We’ve all seen such plots: freedom fighters/terrorists/random people trying to get through a checkpoint set up because of dictatorship/apocalypse/alien invasion. And now we got to live it, to experience the full spectrum of emotions. Lucky, right?

I started fretting the moment I saw the checkpoint. What if they didn’t let us through? That was relatively all right, we would just do a U-turn and go back to the village. But what if they let us through and then didn’t let us go back? All our stuff was at the house. We could not just turn tail and run back to Sofia without our, well, everything.

They let us through after we said we’re only going to Metro and right back to the village afterwards.

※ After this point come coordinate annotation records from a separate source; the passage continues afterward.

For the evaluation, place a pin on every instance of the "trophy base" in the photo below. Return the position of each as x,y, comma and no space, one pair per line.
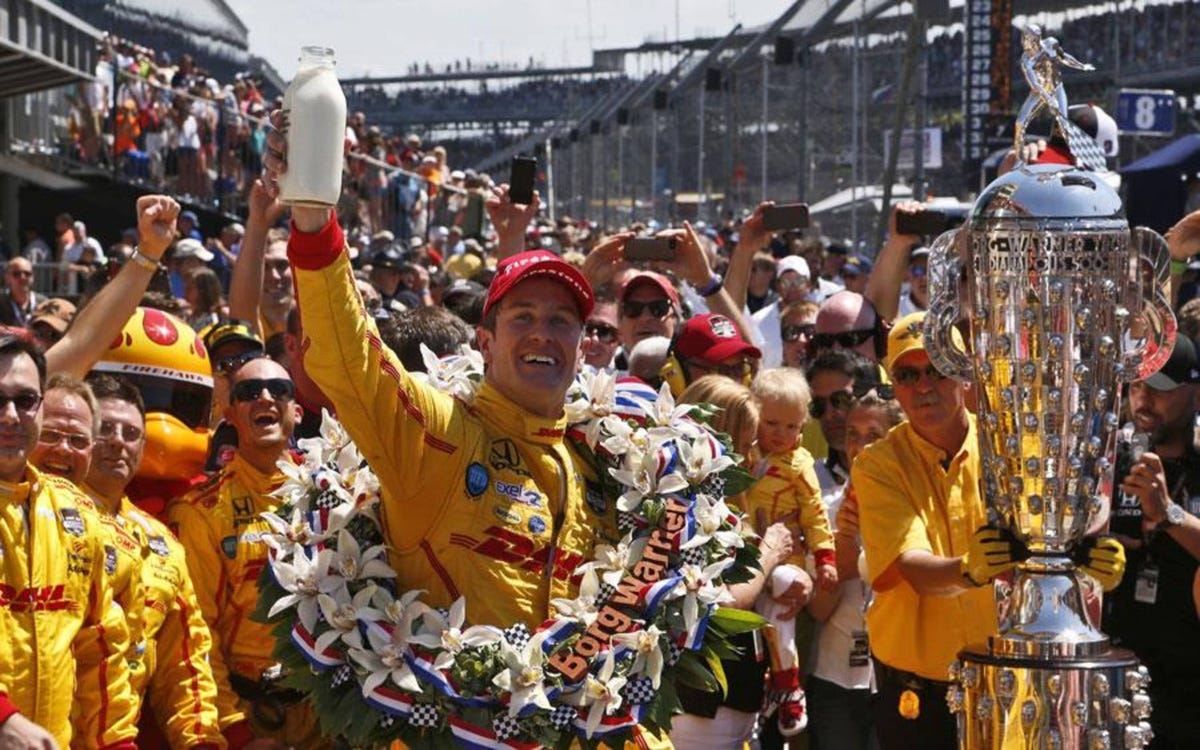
1095,702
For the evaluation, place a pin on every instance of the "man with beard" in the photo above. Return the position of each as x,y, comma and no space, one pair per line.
1153,611
220,527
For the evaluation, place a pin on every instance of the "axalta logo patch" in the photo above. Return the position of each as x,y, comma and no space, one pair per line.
519,495
39,598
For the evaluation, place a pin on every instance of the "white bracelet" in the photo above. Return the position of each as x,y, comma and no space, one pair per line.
149,264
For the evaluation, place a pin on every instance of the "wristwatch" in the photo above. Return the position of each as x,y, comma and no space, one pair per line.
1174,517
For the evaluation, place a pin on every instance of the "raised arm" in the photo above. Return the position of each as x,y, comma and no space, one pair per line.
101,321
751,238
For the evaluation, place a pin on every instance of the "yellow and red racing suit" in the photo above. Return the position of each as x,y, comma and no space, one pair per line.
220,527
177,682
64,646
481,501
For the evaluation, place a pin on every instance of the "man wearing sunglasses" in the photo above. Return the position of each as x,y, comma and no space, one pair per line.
76,684
220,526
929,553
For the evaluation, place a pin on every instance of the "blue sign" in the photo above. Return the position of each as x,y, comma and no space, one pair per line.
1146,112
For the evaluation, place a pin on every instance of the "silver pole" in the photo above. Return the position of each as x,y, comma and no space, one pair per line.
766,82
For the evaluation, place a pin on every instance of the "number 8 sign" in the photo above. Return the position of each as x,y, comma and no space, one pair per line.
1146,112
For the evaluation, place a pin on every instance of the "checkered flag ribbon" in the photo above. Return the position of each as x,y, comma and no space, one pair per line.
424,715
639,691
505,726
341,676
517,635
673,652
1084,148
625,521
563,717
694,556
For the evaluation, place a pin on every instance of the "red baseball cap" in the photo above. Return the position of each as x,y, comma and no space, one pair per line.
655,280
515,269
712,339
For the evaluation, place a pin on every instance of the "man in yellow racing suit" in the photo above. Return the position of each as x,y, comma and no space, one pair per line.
480,501
177,681
220,526
64,675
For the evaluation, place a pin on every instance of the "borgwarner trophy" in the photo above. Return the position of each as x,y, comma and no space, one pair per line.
1065,304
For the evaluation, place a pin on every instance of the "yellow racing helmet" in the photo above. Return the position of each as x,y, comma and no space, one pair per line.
166,360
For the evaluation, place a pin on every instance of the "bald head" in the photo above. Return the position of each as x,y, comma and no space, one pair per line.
849,313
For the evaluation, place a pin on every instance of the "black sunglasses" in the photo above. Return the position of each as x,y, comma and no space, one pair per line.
904,375
793,333
24,401
838,400
603,331
846,340
252,388
633,309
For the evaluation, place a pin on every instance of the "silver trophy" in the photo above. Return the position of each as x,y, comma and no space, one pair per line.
1063,304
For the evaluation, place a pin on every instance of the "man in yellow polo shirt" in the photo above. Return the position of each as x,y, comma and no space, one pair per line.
919,508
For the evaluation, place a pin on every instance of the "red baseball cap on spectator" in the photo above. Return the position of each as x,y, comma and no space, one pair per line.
712,339
655,280
515,269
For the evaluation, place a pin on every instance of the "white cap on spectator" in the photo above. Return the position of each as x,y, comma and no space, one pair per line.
793,263
187,247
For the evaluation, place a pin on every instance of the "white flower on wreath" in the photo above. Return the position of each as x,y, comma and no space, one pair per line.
601,693
612,562
447,634
711,515
697,591
592,396
646,645
585,607
457,375
523,677
305,577
288,534
354,563
385,658
341,613
641,480
697,459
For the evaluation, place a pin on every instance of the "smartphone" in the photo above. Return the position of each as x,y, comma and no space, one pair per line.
525,171
786,216
651,249
922,222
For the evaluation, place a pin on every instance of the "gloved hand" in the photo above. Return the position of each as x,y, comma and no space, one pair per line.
1103,558
990,552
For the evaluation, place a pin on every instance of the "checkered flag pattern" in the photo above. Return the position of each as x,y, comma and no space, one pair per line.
517,635
625,521
639,691
563,717
1084,148
606,591
694,556
341,676
673,652
505,726
424,715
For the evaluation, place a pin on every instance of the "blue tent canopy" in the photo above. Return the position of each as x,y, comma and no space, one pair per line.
1156,185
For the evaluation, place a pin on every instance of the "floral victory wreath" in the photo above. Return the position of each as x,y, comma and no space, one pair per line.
379,665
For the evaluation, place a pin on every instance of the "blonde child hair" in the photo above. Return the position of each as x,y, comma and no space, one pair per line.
785,385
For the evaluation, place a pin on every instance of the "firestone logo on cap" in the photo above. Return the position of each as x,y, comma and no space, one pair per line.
723,328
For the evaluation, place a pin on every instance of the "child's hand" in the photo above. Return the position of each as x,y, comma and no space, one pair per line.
827,577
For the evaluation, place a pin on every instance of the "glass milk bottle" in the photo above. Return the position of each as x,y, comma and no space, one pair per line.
315,111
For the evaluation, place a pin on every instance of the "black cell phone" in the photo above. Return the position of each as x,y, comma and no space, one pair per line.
786,216
651,249
525,171
922,222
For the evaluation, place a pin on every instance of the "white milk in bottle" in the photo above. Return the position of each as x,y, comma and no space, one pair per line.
315,111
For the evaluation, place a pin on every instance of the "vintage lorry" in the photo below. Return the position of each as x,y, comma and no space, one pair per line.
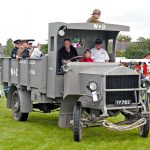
86,93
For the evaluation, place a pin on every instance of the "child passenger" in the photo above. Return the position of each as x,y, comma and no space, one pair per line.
87,56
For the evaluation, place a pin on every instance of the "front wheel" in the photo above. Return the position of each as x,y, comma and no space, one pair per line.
77,128
17,114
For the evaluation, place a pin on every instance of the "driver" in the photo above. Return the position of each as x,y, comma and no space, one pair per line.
98,54
66,52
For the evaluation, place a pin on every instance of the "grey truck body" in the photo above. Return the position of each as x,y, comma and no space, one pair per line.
39,80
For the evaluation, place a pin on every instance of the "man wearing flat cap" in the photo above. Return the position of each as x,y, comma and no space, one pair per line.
98,54
15,49
95,16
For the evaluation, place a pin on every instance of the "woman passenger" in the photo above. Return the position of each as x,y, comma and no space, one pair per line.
87,56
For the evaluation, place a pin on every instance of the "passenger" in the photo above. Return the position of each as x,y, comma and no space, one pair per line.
36,50
145,71
15,49
95,16
66,52
98,54
23,52
87,56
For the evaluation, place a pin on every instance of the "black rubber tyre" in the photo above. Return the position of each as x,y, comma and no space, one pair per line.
17,114
144,130
77,129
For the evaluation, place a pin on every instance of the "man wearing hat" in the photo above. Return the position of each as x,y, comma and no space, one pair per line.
95,16
15,49
98,54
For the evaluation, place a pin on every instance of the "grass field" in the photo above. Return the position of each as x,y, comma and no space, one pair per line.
41,132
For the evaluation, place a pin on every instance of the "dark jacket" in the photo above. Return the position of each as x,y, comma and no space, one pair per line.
65,55
14,52
25,53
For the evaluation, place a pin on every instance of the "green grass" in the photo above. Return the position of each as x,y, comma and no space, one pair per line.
41,132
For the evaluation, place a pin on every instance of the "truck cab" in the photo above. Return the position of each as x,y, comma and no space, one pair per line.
103,89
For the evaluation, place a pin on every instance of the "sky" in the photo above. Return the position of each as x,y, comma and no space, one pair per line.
29,18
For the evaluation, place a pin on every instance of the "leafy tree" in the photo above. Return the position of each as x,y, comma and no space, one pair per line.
124,38
138,50
44,48
8,48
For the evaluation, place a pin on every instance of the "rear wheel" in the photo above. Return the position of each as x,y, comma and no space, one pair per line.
77,128
17,114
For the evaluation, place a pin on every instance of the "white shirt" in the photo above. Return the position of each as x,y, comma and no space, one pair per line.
36,53
99,55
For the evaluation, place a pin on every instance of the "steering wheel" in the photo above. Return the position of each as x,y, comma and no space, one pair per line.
75,58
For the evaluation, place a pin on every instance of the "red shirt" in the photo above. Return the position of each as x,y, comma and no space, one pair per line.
86,59
138,67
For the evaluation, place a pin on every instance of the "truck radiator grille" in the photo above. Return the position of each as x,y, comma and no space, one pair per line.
121,82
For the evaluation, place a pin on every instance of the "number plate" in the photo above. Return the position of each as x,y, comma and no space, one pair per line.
122,102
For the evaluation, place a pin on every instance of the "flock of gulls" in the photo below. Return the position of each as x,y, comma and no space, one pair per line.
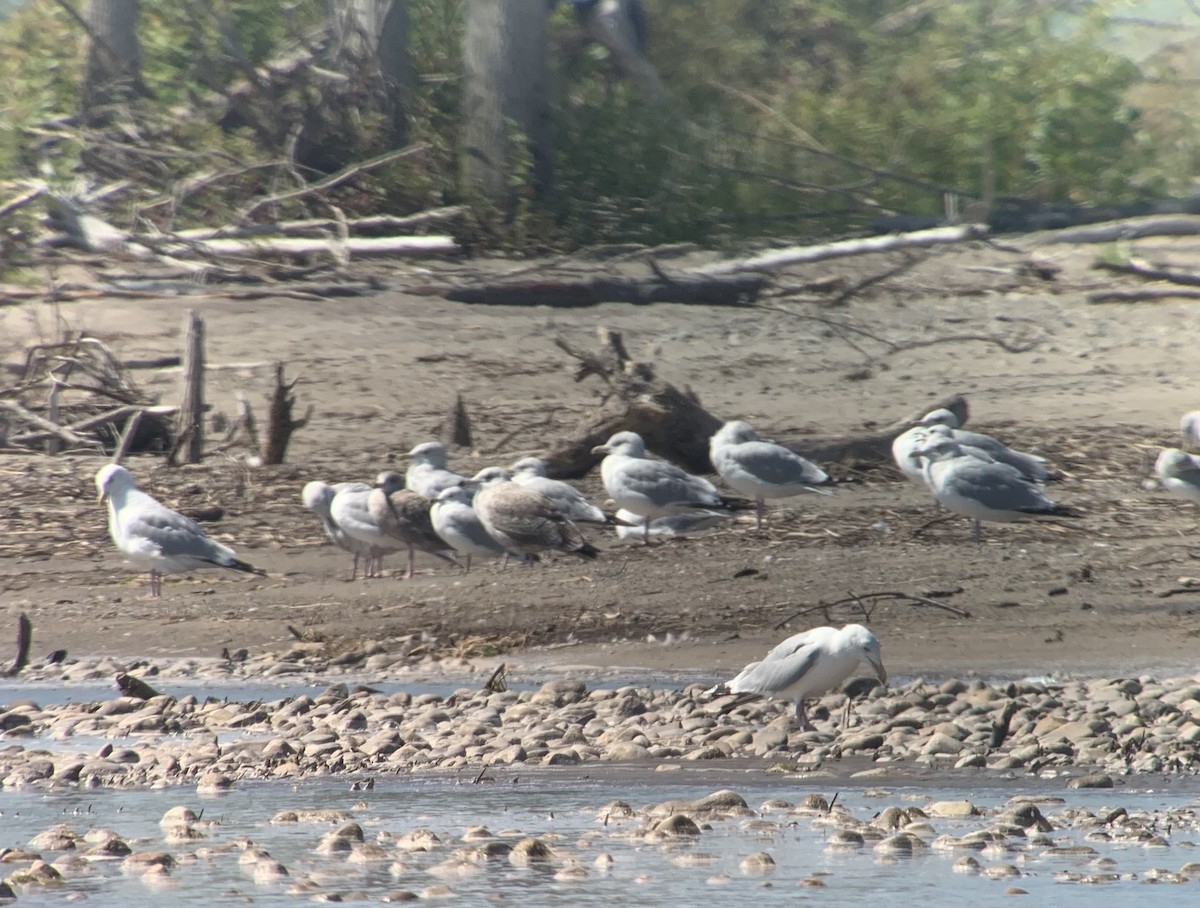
521,513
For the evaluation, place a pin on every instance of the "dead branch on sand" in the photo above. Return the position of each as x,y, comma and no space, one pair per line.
863,599
593,289
24,641
1132,228
675,424
805,254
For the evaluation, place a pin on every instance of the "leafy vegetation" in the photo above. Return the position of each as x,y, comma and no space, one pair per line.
787,115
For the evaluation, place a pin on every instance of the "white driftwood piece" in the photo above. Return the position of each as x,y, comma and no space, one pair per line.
803,254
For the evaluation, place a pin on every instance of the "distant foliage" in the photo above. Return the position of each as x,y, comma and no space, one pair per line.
790,115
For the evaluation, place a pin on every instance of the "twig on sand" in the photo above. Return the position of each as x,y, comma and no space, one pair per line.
875,599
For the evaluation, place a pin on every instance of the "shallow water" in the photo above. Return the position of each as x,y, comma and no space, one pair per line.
563,810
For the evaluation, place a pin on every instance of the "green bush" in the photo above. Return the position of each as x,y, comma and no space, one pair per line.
789,115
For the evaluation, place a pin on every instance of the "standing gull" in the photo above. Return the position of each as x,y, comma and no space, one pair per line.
810,663
531,473
522,519
983,489
760,469
351,512
153,536
1189,427
319,497
629,524
456,522
403,515
653,488
1032,467
427,475
1179,473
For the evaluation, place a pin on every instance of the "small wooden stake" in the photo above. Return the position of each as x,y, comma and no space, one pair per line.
190,434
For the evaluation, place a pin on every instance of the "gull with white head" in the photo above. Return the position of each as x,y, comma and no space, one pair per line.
319,497
156,539
531,473
809,663
456,522
654,488
1179,473
405,516
760,469
983,489
1032,467
427,474
351,512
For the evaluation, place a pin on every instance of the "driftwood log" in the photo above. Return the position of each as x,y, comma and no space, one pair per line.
676,426
24,641
561,293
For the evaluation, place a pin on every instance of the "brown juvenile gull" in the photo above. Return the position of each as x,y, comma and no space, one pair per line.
456,522
760,469
522,519
983,489
427,475
809,663
403,515
319,497
531,473
153,536
654,488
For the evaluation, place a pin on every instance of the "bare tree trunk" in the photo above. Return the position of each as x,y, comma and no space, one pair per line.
507,82
616,24
378,29
190,437
113,68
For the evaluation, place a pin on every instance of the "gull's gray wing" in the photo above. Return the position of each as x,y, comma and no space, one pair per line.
996,486
664,483
775,464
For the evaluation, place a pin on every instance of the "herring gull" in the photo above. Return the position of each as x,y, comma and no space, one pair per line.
653,488
522,519
760,469
153,536
427,475
809,663
531,473
456,522
1032,467
351,512
629,525
403,515
983,489
1179,473
319,497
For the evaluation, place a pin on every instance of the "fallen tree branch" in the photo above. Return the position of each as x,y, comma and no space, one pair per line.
805,254
47,426
1132,228
299,246
1150,294
375,222
862,599
1151,272
329,182
604,288
24,641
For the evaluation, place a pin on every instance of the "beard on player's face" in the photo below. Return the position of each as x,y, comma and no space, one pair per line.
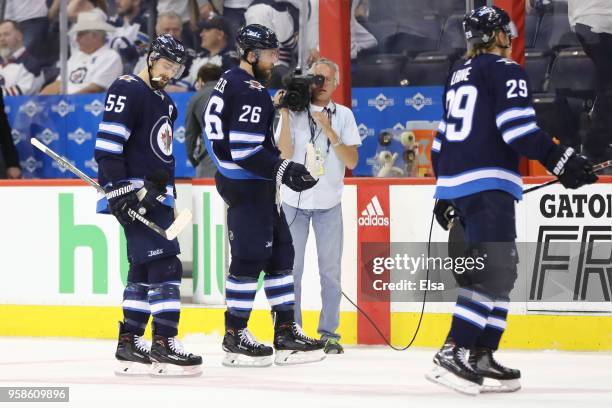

I continued fretting, naturally, because we now faced the much bigger danger of not being let go back. This was the worst shopping experience I’ve ever had and no amount of assurances from the rest of the family that of course they’ll let us through, they saw us and remembered us, and they will see where we’re coming from was enough to calm me down. When I worry, I worry 110%.

Half an hour and the biggest bill I’ve ever seen in a grocery shop later we were ready to go and I was ready to cry, plead, and raise hell if they didn’t let us through. They did, with barely a glance. This was one major bout of anxiety wasted but I’m not complaining. I’m already actively preparing for the next challenge: going back to Sofia and then coming back from Sofia. We have the documents. We have masks. And yet you never know.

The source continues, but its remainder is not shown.